Milano Duomo, Italy, @PennySadler 2013

As with all incredible wonders, there are stunning moments and bits of blase. I felt both, on a recent visit to the Duomo di Milano.

When you’re in Milan, take the metro to Piazza del Duomo. As you walk up the steps you’ll see it before you reach the top of the stairway. My first thought upon seeing the Duomo was, “Holy shit!” It’s unbelievably wonderful.

The duomo is the center of a buzz of activity: tourists with their cameras and umbrellas, musicians busking in the shadow of the duomo, businessmen and women hurrying by, oblivious to the beauty around them – and of course those nasty pigeons that seem to flock around every major monument.
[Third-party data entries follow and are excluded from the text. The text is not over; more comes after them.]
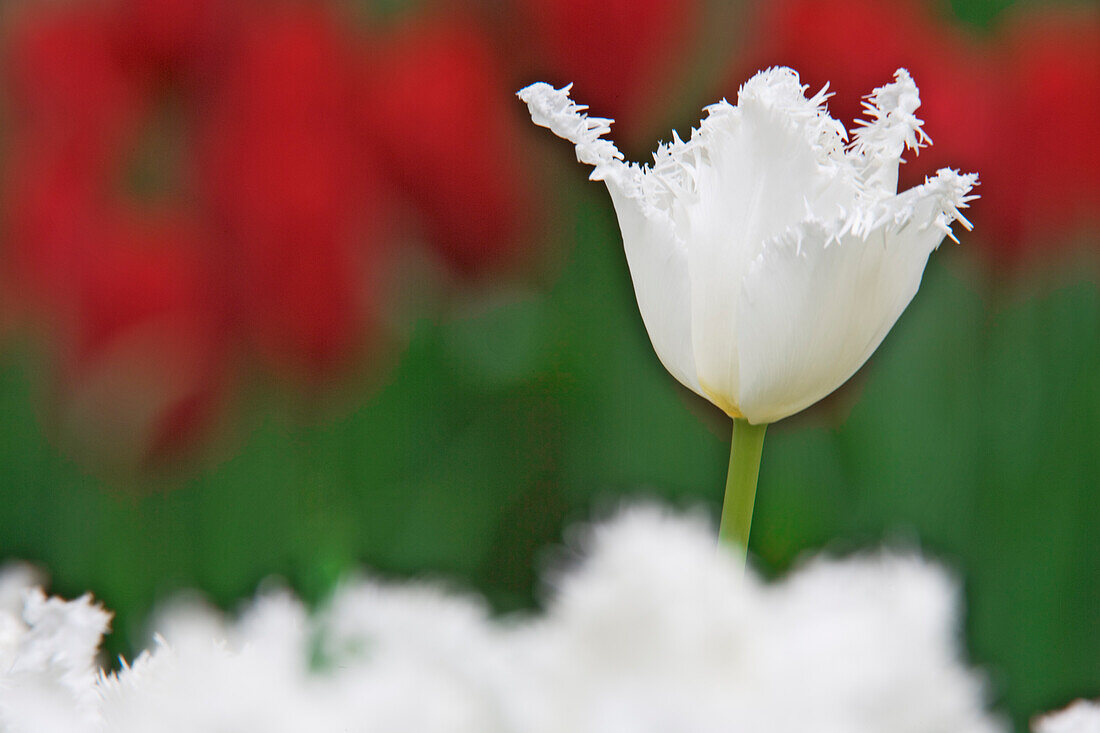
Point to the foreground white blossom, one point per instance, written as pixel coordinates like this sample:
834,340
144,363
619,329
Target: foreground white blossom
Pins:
649,631
770,256
1081,717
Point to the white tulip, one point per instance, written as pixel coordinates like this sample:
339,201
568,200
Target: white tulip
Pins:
770,255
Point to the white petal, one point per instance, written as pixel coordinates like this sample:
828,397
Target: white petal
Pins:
659,270
879,143
657,258
813,308
771,161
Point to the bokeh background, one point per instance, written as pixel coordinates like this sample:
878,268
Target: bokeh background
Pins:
292,287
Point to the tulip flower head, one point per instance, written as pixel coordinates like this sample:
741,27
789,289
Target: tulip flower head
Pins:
770,254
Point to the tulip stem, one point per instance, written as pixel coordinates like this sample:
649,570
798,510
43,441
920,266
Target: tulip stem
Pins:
745,451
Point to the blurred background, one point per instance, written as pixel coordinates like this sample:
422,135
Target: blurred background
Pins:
290,287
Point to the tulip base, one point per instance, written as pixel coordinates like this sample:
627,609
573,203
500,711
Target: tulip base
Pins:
745,451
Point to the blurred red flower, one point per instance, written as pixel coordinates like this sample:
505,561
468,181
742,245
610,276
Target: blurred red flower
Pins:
622,55
282,168
142,350
272,237
1012,108
1045,181
443,120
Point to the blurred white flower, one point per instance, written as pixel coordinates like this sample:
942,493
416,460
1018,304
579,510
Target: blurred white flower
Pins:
1082,717
650,631
769,256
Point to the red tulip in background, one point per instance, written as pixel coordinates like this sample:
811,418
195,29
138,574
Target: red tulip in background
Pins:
622,55
281,168
143,353
281,139
443,118
1016,108
1046,181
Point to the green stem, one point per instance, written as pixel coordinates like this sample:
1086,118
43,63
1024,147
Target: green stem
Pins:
740,484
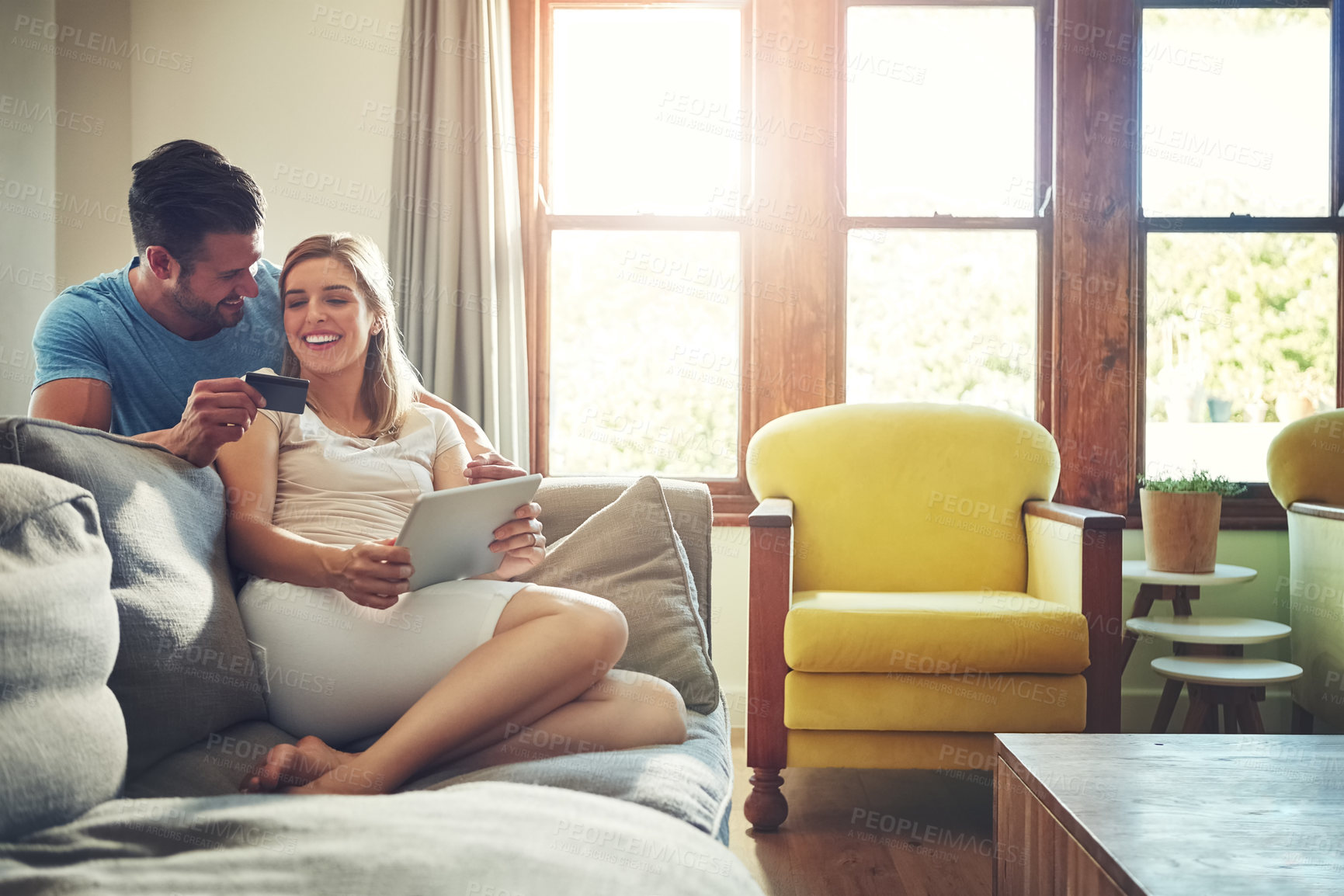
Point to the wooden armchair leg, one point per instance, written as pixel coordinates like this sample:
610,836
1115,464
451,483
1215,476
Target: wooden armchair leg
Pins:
766,806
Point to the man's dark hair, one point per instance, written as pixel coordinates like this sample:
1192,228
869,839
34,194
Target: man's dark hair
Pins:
186,189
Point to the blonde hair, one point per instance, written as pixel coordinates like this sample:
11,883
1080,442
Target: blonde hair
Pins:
390,382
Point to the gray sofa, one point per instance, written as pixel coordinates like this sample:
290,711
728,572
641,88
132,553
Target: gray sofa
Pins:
132,708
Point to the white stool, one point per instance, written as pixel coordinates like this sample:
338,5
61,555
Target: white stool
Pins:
1178,587
1234,682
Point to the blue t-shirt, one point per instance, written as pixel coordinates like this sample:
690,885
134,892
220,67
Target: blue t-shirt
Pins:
99,331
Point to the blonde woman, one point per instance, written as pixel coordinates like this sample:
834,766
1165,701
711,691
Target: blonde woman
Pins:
487,668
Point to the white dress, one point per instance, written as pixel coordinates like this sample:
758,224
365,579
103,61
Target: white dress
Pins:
335,668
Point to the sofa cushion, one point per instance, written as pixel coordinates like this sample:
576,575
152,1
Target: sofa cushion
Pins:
487,839
183,668
939,633
967,701
569,500
691,781
62,739
629,554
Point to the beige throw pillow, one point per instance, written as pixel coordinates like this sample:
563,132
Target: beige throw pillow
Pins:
629,554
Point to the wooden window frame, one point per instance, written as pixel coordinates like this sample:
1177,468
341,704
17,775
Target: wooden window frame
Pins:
1257,507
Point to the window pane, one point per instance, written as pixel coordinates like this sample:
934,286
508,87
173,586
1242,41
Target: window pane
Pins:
647,112
1241,339
1235,112
644,352
939,110
943,316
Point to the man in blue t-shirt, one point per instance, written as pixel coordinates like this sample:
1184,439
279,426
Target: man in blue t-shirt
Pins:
155,349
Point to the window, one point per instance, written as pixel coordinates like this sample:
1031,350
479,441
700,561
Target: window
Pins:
1123,219
645,134
1241,231
946,224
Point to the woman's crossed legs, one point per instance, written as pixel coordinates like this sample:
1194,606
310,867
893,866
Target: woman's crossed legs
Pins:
540,686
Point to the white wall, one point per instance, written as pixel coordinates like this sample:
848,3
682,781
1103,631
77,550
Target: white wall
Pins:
297,93
1265,598
27,186
290,92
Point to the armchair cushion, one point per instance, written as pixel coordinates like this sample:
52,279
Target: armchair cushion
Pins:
933,633
965,701
934,504
1307,460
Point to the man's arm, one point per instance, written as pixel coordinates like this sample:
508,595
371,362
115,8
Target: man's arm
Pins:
217,413
487,464
79,402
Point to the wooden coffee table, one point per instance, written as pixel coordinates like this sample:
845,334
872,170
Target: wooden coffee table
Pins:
1169,814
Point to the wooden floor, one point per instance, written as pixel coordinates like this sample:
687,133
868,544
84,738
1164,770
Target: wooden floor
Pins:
858,832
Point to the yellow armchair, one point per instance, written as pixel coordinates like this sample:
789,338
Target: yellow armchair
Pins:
914,592
1307,476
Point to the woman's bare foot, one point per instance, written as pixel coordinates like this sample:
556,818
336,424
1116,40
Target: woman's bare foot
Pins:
346,778
293,765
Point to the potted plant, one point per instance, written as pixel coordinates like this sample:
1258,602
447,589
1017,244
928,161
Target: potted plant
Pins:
1180,520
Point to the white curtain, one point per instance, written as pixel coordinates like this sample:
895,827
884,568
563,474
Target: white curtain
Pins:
456,231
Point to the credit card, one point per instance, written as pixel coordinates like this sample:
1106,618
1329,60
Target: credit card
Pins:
284,394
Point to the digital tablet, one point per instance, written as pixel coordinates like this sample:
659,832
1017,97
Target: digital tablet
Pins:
450,532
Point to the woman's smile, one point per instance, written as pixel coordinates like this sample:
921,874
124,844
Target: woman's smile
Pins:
320,340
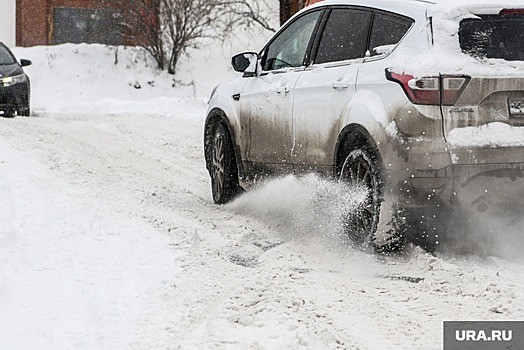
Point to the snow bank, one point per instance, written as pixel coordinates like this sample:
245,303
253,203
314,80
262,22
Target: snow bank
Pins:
446,56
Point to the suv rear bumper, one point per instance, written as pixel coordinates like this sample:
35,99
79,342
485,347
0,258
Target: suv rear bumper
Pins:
482,188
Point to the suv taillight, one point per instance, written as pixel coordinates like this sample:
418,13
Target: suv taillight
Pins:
444,89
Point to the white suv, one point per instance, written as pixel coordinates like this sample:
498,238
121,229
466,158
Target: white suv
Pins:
420,101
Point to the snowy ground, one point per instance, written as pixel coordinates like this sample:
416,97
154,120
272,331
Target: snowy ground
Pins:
109,238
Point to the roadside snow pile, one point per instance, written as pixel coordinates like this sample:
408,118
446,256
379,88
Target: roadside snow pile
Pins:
105,79
445,55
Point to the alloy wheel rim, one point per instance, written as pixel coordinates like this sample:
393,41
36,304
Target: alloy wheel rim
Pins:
360,173
218,165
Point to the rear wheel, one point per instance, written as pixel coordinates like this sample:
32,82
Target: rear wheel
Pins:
361,168
224,173
24,112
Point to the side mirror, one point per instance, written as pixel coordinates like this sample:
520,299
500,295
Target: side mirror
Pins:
25,63
245,62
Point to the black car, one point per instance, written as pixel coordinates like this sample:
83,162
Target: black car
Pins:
14,84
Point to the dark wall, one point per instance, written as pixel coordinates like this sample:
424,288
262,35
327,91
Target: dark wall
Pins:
44,22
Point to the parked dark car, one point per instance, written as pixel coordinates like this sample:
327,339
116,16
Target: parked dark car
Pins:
14,85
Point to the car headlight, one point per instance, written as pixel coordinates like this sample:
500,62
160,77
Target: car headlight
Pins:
8,81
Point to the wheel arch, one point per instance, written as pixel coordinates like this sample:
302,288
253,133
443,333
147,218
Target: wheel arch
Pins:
350,138
218,116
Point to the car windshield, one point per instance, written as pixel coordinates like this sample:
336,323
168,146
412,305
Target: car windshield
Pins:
494,36
5,56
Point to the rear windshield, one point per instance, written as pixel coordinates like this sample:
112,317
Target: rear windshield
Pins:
493,36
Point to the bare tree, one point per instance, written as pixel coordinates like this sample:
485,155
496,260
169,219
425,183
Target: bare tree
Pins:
168,28
142,24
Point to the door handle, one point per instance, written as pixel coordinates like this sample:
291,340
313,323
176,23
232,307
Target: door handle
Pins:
283,88
340,83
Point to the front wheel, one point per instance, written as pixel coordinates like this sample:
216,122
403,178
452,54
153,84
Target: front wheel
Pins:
224,173
362,168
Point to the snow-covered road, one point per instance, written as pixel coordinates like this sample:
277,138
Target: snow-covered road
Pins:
109,240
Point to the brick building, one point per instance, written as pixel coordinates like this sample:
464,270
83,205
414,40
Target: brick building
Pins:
45,22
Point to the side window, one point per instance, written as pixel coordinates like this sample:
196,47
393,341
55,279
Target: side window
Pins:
345,36
290,46
386,32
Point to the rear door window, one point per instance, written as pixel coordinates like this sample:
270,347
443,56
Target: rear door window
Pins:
493,36
387,31
344,36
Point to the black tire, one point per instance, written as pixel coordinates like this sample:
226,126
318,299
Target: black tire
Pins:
25,112
223,171
362,168
9,114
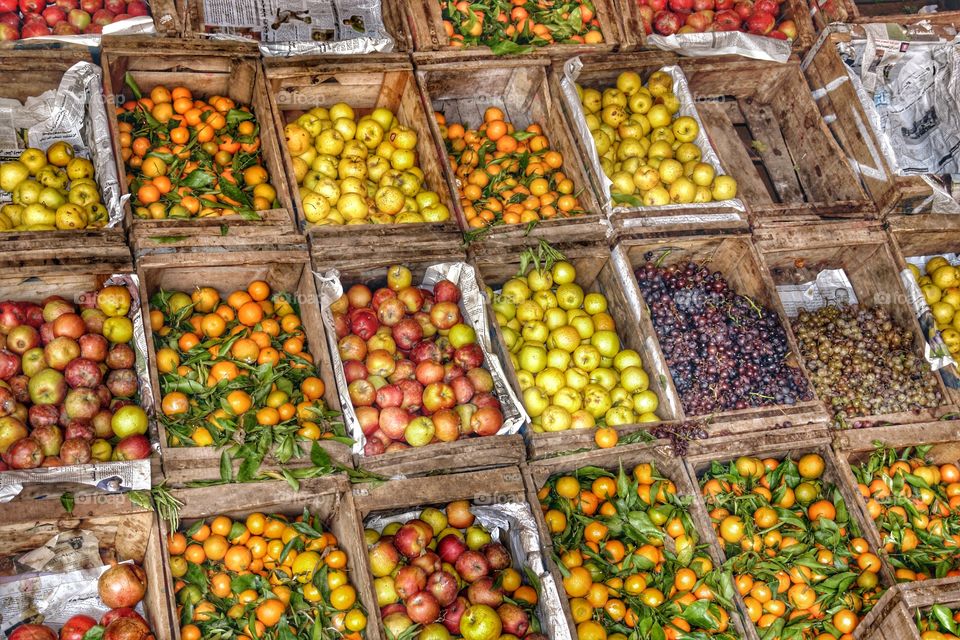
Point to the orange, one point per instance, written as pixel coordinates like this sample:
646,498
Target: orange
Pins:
822,509
250,313
174,403
270,611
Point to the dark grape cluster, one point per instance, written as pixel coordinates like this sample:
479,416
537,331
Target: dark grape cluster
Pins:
863,362
679,434
725,352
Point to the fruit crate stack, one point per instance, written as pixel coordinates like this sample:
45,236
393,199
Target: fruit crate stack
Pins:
197,115
60,195
839,102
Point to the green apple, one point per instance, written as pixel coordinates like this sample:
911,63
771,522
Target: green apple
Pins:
535,401
634,379
555,418
569,296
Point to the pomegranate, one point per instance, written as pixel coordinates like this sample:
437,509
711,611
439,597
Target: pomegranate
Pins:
122,585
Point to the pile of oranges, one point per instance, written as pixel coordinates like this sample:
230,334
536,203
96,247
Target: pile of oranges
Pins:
187,157
266,577
915,505
507,176
630,558
520,25
793,548
237,365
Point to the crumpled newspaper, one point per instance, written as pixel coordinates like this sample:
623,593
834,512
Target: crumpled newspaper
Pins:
74,113
301,27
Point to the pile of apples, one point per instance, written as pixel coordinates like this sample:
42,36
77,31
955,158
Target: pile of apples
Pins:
359,170
68,386
413,367
940,283
121,588
444,572
564,346
32,18
648,153
759,17
50,190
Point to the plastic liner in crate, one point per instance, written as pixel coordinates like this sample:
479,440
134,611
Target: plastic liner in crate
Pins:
111,477
911,97
296,28
75,114
732,211
461,274
511,524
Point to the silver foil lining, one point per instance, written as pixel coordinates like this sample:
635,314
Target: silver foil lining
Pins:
512,525
114,476
733,208
471,302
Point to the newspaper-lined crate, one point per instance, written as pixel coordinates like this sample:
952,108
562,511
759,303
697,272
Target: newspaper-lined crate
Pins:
918,236
285,270
467,453
772,139
33,72
598,271
747,44
841,107
76,281
462,90
334,28
600,72
626,458
365,84
792,443
795,258
492,494
737,259
123,532
329,499
207,69
429,32
854,447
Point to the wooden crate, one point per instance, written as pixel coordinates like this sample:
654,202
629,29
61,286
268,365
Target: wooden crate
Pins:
596,272
736,257
854,447
462,89
207,68
284,270
467,454
780,445
330,498
772,139
195,24
124,531
634,32
841,107
926,235
796,255
426,27
483,488
32,72
899,620
366,83
600,72
537,473
73,279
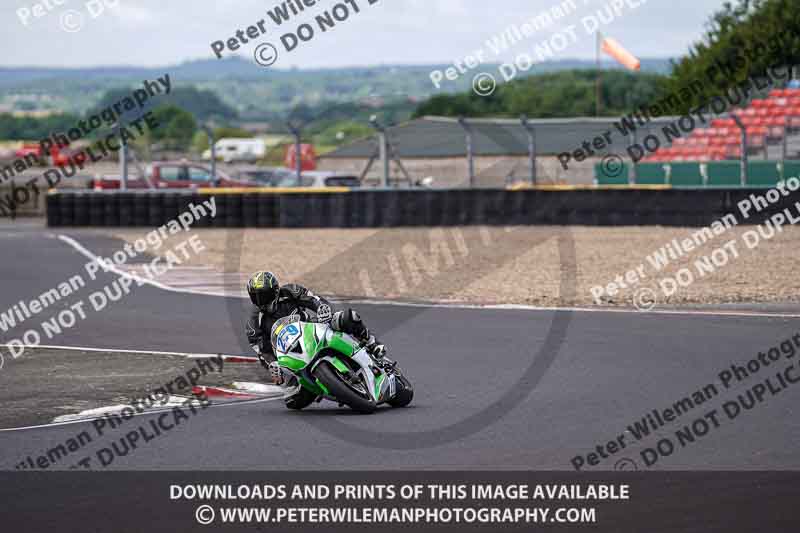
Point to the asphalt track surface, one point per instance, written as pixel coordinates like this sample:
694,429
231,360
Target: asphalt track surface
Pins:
607,370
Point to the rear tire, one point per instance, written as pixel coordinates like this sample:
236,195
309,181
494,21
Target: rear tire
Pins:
341,390
404,393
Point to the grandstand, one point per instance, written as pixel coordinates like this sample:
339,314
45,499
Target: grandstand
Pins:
767,121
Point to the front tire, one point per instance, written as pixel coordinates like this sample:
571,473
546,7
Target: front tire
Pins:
343,391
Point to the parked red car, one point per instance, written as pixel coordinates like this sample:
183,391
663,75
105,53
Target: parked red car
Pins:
29,149
175,175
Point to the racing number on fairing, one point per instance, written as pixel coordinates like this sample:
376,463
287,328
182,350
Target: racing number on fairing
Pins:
287,337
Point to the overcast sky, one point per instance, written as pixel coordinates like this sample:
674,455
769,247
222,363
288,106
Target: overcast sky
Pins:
166,32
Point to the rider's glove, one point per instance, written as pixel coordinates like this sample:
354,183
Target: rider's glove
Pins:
324,313
276,373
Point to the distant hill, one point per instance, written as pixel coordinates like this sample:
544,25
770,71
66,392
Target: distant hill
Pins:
255,93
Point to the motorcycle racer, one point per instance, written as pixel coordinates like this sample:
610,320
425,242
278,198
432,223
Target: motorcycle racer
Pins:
271,302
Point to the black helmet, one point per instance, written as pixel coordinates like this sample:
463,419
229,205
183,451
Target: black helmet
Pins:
263,289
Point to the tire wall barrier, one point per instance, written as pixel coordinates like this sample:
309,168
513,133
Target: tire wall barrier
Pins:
399,208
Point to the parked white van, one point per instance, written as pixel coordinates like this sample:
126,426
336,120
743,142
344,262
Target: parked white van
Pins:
232,150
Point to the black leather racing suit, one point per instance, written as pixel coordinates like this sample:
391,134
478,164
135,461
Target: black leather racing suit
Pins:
293,299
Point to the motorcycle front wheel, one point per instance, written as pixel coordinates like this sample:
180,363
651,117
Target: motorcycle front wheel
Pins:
355,397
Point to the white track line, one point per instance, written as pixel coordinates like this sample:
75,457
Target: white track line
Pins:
110,267
145,352
146,413
513,307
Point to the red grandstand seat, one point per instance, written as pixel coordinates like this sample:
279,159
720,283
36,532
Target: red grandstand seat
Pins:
733,152
717,141
723,123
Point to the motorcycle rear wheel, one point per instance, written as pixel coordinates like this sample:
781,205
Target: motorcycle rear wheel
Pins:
343,391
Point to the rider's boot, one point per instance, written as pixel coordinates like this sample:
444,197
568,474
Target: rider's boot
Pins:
375,348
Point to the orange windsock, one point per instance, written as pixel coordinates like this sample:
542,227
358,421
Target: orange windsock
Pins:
615,50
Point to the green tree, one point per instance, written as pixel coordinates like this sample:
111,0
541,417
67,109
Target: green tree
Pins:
176,127
750,36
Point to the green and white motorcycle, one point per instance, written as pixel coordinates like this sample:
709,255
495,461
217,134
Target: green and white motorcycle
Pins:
331,365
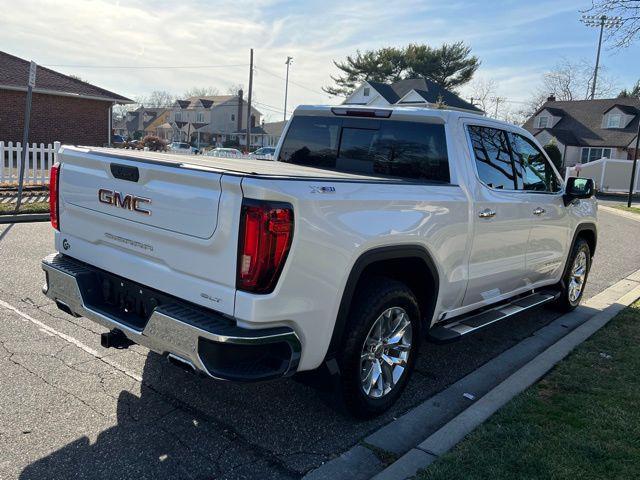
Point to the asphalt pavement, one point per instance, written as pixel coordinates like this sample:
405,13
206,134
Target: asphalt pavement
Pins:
71,409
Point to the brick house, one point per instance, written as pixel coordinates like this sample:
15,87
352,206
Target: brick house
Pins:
64,109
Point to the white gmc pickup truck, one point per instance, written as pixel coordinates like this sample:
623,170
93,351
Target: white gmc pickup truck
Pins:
372,230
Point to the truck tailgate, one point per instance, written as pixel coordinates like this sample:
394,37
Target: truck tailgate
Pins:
152,223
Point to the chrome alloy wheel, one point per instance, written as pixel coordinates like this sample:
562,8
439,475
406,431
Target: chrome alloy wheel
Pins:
385,352
577,277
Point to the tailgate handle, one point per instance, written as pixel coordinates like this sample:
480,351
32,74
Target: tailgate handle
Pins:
125,172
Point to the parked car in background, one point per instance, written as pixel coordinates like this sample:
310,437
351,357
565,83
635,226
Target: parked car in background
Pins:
117,140
224,152
182,147
264,152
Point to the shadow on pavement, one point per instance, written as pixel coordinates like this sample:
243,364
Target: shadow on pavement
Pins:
184,426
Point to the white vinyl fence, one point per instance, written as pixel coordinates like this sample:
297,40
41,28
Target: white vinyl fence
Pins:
38,160
610,176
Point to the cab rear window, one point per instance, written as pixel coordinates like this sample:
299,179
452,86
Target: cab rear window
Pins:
386,148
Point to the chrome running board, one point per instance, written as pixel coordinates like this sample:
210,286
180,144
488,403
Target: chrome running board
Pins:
474,321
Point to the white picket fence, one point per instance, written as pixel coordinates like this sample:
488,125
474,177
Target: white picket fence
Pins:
609,175
38,160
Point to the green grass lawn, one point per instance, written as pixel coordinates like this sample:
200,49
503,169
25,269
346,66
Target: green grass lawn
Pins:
582,421
37,207
627,209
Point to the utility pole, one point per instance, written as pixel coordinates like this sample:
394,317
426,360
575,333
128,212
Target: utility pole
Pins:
31,82
603,22
635,166
249,101
497,100
286,86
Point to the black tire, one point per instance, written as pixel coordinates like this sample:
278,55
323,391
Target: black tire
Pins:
373,298
565,303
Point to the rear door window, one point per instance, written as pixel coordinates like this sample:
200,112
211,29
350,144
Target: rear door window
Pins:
492,157
389,148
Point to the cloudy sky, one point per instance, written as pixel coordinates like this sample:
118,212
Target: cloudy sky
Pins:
98,40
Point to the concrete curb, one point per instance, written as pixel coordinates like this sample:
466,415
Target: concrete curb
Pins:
25,217
621,213
453,432
403,436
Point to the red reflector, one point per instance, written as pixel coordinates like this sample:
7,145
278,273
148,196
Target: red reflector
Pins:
54,176
354,112
265,237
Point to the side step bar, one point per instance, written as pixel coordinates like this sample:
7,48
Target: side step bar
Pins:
474,321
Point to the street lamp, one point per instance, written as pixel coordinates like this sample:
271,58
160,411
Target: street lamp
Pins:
603,22
286,86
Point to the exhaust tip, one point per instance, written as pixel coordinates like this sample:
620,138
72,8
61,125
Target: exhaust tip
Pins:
182,363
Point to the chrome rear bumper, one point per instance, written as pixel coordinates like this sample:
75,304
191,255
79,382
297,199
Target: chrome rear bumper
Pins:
208,341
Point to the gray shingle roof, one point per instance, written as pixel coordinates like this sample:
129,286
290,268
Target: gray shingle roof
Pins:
386,91
14,73
583,118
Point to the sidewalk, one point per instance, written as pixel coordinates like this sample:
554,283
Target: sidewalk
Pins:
396,451
604,307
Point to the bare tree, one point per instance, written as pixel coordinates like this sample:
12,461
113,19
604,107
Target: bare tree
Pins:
571,80
118,112
483,93
627,10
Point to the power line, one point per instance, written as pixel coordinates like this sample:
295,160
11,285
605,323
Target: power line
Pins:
135,67
292,82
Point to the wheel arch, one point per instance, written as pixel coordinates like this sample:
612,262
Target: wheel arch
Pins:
398,262
589,232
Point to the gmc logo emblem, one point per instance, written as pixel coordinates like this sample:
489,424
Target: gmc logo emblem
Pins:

The Duomo was conceived to be the largest church in the world, and took centuries to complete. There are over 135 spires, 95 gargoyles, and 3,159 statues illustrating stories from the Bible, the construction of the Duomo, and the history of Milan. You could study this church for a lifetime. If you’re like me, your eyes will never rest for more than thirty seconds on any one detail; instead, darting from one scene to the next, trying (unsuccessfully) to make sense of it all.

The inside? Meh. I’ve been inside a lot of churches in Italy (churches being one of my favorite forms of architectural and artistic expression), and the inside of the duomo is dark and danky – depressing really – quite a contradiction to the outside. There are a couple of tables set up as stand in altars for those who wish to light a candle, and scaffolding everywhere. There is a lift parked inside (the place is massive), and the glass pyramid gift shop just seems weird and distracting. I read that there are some important works of art inside, but I wasn’t motivated to seek them out.

I am not a huge fan of religious art, therefore I rarely go around trying to see all the things that are supposed to be so fab…because in Italy, everything is fab! I just go for what I like and I don’t like dark, so I was done with the inside the minute I stepped in, but forced myself to walk through. One regret, I wish I’d taken the lift to the top. I went to lunch instead. LOL

After a quick walk around the entire interior perimeter, I couldn’t wait to get back into the Italian sunlight and the drama in the piazza – one of the best people watching spots in the world, dominated by one of the most impressive and grandest churches in the world.

Tips for visiting the Duomo:

There is a strictly enforced dress code. No tank tops, shorts, short skirts, or dresses. I saw a young guy in a tank top turned away, and I was stopped for an inspection of my hemline (that was a first!).

Entrance is free for individuals, but there is a fee for groups.
Though there are a gazillion people and you think you’ll wait in line forever, it moves very quickly.

If you want to take photographs inside, pay 2 euros for a wristband.

You can also visit the rooftop and walk amongst the spires. There’s a small fee of 13 euros if you take the elevator, and 7 euros if you chose to walk the 250 steps to the top.